Una vez, a los veinte, había vuelto de una estadía en lo de mi amigo Charly, en Pinamar, solo con un ejemplar de On the Road, de Kerouac, y literalmente sin un centavo en la billetera. Había hecho dedo. Un tipo me había levantado. En Dolores quiso parar a tomar un café. Yo le dije que no quería nada. Me invitó. Me dejó en Constitución, caminé a Retiro y me tuve que colar en el tren para volver a casa. Ese era yo: un estereotipo. Una copia de una copia de un beatnik. Un niño grande, carnada fácil de los aspavientos de sucesivas encarnaciones de escritores románticos. Casi veinte años más tarde, mi cabeza no funcionaba muy distinto, solamente que tenía dos hijos. Iba a la cabeza de un viaje familiar y a la retaguardia de mi fantasía de la huida.
Listas: siempre hago listas.

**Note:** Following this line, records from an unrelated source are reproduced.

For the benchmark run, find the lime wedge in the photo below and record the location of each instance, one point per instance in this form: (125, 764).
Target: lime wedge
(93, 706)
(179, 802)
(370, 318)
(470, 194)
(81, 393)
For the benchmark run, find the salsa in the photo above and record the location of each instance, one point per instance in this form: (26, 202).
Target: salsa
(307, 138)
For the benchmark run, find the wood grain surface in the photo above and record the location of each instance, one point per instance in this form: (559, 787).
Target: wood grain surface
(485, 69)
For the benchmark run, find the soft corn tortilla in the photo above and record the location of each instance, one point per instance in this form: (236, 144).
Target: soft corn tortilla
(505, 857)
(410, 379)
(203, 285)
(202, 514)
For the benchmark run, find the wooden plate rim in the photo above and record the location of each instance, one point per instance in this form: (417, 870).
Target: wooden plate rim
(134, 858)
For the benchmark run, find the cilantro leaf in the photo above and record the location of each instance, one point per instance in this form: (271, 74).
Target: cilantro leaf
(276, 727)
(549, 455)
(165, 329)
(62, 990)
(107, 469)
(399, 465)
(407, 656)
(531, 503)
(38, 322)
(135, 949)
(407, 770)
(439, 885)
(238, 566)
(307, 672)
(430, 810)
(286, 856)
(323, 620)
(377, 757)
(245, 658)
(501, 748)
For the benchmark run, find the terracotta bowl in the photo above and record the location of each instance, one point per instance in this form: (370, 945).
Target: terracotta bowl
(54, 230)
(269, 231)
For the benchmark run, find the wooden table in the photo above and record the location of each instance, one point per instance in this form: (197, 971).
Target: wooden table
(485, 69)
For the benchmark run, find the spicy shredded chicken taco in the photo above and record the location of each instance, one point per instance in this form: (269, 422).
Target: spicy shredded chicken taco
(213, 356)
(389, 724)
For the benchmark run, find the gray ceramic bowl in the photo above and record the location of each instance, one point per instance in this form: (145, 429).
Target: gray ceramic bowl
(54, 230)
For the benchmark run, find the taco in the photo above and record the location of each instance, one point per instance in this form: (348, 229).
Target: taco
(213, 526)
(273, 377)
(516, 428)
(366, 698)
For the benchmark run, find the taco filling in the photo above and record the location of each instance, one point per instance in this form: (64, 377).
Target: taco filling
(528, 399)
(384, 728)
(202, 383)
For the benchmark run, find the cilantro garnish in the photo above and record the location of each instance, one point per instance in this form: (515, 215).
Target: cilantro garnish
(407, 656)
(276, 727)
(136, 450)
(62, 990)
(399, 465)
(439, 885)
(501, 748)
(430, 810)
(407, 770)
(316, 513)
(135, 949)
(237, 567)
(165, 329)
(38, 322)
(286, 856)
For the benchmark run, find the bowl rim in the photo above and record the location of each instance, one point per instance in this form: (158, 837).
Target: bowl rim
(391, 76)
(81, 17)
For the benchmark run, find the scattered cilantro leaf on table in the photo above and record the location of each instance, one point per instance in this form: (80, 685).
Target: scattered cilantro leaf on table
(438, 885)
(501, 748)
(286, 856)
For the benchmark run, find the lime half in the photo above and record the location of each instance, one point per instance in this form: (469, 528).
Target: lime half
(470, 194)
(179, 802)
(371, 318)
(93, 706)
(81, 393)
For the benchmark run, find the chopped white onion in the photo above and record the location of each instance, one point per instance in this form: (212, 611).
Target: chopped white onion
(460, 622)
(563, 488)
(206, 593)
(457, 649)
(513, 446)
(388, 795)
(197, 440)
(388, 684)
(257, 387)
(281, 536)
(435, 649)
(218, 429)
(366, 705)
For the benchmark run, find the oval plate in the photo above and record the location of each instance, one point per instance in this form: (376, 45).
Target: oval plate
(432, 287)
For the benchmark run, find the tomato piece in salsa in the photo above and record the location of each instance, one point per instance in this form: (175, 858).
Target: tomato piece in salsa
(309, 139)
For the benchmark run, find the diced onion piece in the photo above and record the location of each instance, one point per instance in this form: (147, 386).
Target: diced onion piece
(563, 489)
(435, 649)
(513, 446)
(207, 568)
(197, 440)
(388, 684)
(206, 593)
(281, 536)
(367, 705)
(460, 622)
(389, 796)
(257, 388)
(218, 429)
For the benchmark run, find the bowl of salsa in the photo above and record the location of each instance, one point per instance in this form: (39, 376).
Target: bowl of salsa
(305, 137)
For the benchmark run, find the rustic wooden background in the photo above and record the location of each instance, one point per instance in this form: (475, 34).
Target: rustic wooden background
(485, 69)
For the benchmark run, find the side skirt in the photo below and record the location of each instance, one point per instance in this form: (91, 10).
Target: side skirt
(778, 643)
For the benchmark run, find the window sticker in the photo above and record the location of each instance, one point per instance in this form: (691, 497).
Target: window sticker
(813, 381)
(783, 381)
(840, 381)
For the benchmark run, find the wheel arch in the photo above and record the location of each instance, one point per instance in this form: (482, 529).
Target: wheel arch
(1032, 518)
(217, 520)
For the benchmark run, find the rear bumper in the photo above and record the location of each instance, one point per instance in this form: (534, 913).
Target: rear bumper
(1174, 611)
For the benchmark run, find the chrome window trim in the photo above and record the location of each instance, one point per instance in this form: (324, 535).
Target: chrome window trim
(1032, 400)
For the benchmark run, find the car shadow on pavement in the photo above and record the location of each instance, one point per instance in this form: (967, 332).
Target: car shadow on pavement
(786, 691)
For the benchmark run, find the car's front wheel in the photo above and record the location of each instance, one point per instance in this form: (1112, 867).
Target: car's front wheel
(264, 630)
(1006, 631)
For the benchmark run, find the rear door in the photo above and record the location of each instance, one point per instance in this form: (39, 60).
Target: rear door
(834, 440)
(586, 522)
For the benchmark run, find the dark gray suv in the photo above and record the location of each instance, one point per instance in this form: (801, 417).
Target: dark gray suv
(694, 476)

Listas que intentan apresar el futuro, reducirlo a una hoja de una libreta elegante (ya no uso cuadernos Gloria). Me tranquilizan, pero no cumplo con ellas. Listas: planes floridos en la aguja de mi mente. Listas: si las cumpliera sería el recordman mundial de salto con garrocha. Listas: torniquetes de mi estar en el mundo, mariposas escuálidas de la mente, pizarrón transparente que me oculta la realidad, presas del deseo de escribir.
La idea era levantarme temprano, hacer la valija rápido y salir. Pero hice una lista demasiado larga de cosas, y siempre faltaba alguna. Caminé hasta la calle Paraná y entré a una de las tiendas de camping y armería: un lugar reservado, pensé, para hombres de verdad, Hemingways que viven en la aventura, al aire libre, herederos dignos de nuestros ancestros que se las arreglaban para vivir de la caza y de la pesca. Compré una caña de pescar, un hornillo para camping, una navaja y una brújula. Como la tarjeta de crédito rechazó la compra, di de baja la brújula y volví a hacer la compra. Después pasé por la farmacia y compré un pequeño arsenal de aspirinas, crema Selby y curitas con un restito de dinero que me quedaba en una cuenta del Banco Ciudad. Me pasaba mucho tiempo rasqueteando fondos de cajas de ahorro olvidadas.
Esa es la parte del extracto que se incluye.